In the 1980s she was the Material Girl; in the 1990s, the sado-masochistic siren. Now she has an unlikely new incarnation: Madonna, the wine label.

The 47-year-old pop diva is launching a range of Californian wines in a lucrative licensing deal that promises to alter the way that wine is sold to the public.

"Confessions" - a series of wine bottles adorned with a choice of two pictures of the singer, linked to her new album, Confessions on a Dance Floor - goes on sale in Britain this week. Billed as a "first edition", the initial online offering of four Madonna wines - a pinot grigio, a barbera, a cabernet sauvignon and a non-alcoholic "Un-wine" variety - is aimed at collectors and Madonna fans worldwide.
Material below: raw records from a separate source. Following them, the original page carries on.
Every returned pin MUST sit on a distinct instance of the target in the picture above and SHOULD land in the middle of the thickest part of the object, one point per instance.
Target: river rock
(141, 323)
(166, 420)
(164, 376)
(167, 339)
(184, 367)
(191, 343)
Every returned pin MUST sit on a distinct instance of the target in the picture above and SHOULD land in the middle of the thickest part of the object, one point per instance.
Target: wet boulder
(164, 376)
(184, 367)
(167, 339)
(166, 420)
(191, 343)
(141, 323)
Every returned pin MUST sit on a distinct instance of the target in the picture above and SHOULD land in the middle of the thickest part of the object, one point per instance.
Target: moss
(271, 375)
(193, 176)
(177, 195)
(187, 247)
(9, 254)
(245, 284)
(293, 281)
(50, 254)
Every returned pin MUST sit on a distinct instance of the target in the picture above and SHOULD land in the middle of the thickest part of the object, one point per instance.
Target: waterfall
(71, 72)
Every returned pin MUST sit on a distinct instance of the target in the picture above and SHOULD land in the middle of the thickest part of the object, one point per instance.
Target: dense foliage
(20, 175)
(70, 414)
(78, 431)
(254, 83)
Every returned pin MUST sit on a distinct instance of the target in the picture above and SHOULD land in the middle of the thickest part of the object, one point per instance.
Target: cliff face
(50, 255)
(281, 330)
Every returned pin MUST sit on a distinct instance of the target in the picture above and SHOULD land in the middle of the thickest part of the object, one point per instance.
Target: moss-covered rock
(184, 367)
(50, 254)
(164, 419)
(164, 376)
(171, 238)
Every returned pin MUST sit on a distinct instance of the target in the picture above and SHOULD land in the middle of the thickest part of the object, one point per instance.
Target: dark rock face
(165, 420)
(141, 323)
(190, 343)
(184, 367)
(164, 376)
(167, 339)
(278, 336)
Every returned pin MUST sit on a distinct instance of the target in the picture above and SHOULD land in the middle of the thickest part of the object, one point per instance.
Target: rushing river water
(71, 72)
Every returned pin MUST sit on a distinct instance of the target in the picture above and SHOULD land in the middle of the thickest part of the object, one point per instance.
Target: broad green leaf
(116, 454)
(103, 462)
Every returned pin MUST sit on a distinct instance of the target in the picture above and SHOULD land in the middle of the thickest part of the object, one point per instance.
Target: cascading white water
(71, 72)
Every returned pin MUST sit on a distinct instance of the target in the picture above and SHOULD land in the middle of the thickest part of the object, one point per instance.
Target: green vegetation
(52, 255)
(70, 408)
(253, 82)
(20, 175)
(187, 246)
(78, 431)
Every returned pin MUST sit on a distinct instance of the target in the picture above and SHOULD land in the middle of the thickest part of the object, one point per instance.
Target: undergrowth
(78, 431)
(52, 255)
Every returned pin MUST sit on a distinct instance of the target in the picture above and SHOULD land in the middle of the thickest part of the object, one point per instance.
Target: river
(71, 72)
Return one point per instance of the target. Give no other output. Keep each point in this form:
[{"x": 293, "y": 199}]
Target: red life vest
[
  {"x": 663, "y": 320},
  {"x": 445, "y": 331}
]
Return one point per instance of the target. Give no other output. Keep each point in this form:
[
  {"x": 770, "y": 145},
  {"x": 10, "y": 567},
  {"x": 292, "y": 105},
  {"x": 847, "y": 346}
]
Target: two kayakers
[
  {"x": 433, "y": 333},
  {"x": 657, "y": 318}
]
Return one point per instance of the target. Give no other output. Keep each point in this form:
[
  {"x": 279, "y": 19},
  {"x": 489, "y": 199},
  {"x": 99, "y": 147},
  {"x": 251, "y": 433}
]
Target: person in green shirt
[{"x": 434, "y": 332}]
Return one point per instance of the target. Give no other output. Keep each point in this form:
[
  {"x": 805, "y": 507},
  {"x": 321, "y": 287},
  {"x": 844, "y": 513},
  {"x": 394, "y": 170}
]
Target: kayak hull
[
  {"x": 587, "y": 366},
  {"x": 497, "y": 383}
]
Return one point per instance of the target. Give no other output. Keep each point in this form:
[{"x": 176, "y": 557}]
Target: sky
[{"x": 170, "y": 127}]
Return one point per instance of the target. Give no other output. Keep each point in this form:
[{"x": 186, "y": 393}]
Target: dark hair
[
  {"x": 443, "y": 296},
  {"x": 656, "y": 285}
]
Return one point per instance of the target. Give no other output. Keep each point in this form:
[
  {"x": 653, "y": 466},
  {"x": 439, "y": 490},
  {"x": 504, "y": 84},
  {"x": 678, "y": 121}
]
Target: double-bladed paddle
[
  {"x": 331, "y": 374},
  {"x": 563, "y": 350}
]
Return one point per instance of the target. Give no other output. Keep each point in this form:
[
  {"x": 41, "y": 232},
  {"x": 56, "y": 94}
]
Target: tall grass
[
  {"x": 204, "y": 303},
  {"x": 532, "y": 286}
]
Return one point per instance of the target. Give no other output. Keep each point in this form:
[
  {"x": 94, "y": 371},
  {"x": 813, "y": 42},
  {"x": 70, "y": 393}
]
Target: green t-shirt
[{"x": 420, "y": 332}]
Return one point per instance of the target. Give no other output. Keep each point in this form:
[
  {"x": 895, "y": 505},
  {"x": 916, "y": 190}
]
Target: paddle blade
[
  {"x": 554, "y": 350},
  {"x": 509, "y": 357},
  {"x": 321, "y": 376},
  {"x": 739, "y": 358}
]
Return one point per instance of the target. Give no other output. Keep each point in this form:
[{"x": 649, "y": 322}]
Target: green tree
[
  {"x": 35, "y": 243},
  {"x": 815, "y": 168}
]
Priced from $25 for a bottle of "Un-wine" to $40 for the cabernet sauvignon, the wines are expected to sell out within days.

The limited edition set will be followed by a large-scale sales drive featuring different varieties - a push that could see tens of thousands of the Madonna wines sold within weeks.

The wine trade is a new departure for Madonna. However, in 1995 her father, Tony Ciccone, established a vineyard in Michigan, a venture his daughter recently supported with a $1.5m gift.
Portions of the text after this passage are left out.